There is no doubt that King cares very much about children, and sexual abuse obviously alarms and troubles him on a very real level, but it is something he handles in a clumsy fashion here. His too-neat device is that Sam was molested by a lisping homosexual claiming to be a library policeman, and he must confront these repressed memories from his past so as to defeat the actual library policeman that stalks him at the present. Even though the library policeman himself does offer a couple of agony, King soon loses sight of him and winds up focusing on the alien sex monster librarian rather, along with the novella winds up feeling like a thinner, shorter duplicate of It.
This novella was supposed to function as connective tissue between The Dark Half and Needful Things, which was being promoted as King’s next audio book and the one that would finish his Castle Rock tales. Like a lot of the stories in Four Past Midnight, “The Sun Dog” contains a fantastic concept, but it squanders its power with a lot of wheel-spinning on things which do nothing to drive the narrative forward. Stephen King Four Past Midnight Audiobook. A child gets a polaroid for his birthday but after it is damaged in a fall the only pictures it ends up show a dog approaching the camera. In every film, he’s only a tiny bit closer (See: M.R. James’s “The Mezzotint” for the source of this idea). The child puts two and two together and figures that when the dog reaches the edge of the frame it will emerge into the real world and sting him in the face, or hump his leg or something. Again so far, so great.
But just as soon as the story ought to be gathering steam, it swerves into a long digression obsessed with Castle Rock pragmatic, focusing to the junk shop dealer who purchases off the camera the kid. Knowing that this crap shop trader is your uncle of Ace Merrill (of “Your Body” and later Needful Things) does not add a lick of worth. King talks about “The Sun Dog” being a link to Needful Things but none of its characters show up in that audio book, making one wonder why King believed it was necessary in the first place. Although it starts powerful, by the conclusion “The Sun Dog” isn’t bringing anything new to the table. Four Past Midnight Audiobook by Stephen King.
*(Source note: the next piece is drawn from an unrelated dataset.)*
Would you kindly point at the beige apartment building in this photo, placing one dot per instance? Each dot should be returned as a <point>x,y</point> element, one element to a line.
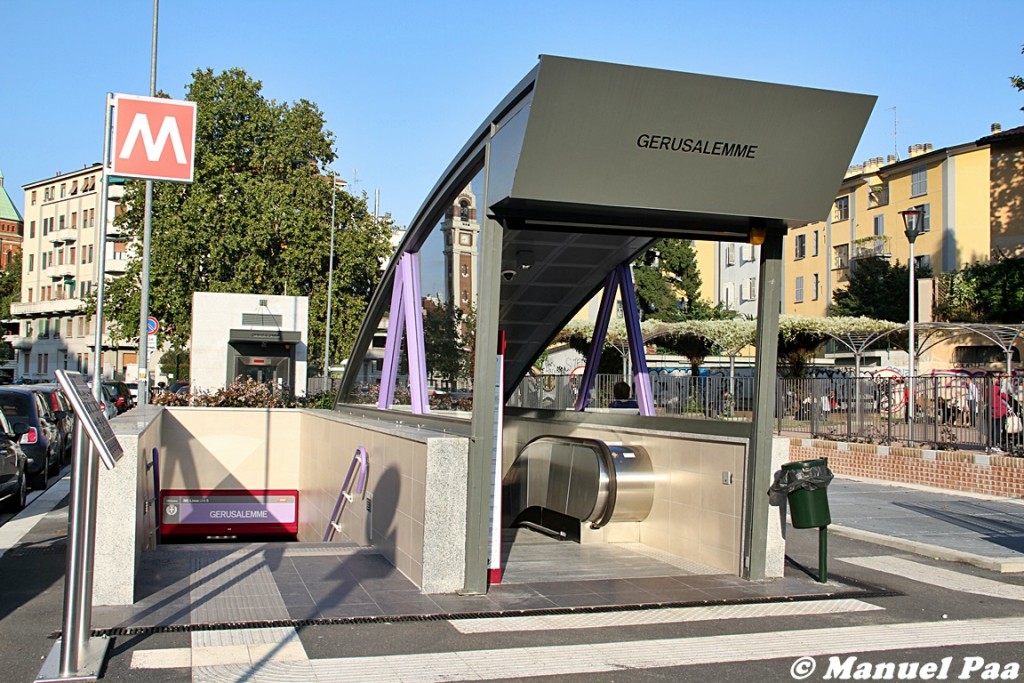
<point>59,268</point>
Stephen King Four Past MidnightThe composing within this collection is hesitant. Often strong thoughts and opening graphics collapse under the weight of endless digressions, excessive plot twists, and unnecessary goodwill porn. While The Tommyknockers may happen to be out to lunch, the audio book is written in clear, strong, confident prose that carries you along in its furious rush. Four Past Midnight, on the other hand, resembles the initial two-thirds of The Dark Half plus it feels , again, like a guy trying to find his way. Given that King wrote these tales as he was coming off a year-long bout of writer’s block, during which he claims that anything he tried to compose “fell apart like tissue paper,” you can see why all of it feels so hesitant and fretful.
The final major project he had attempted was Insomnia, a audio book he had given up on after spending four weeks in 1989 attempting to write. Four Past Midnight Audiobook. King’s fear had always been when he stopped drinking, he would quit writing, and needing to ditch a book after four months of work couldn’t have been easy. These tales were revised in the aftermath of that harrowing experience.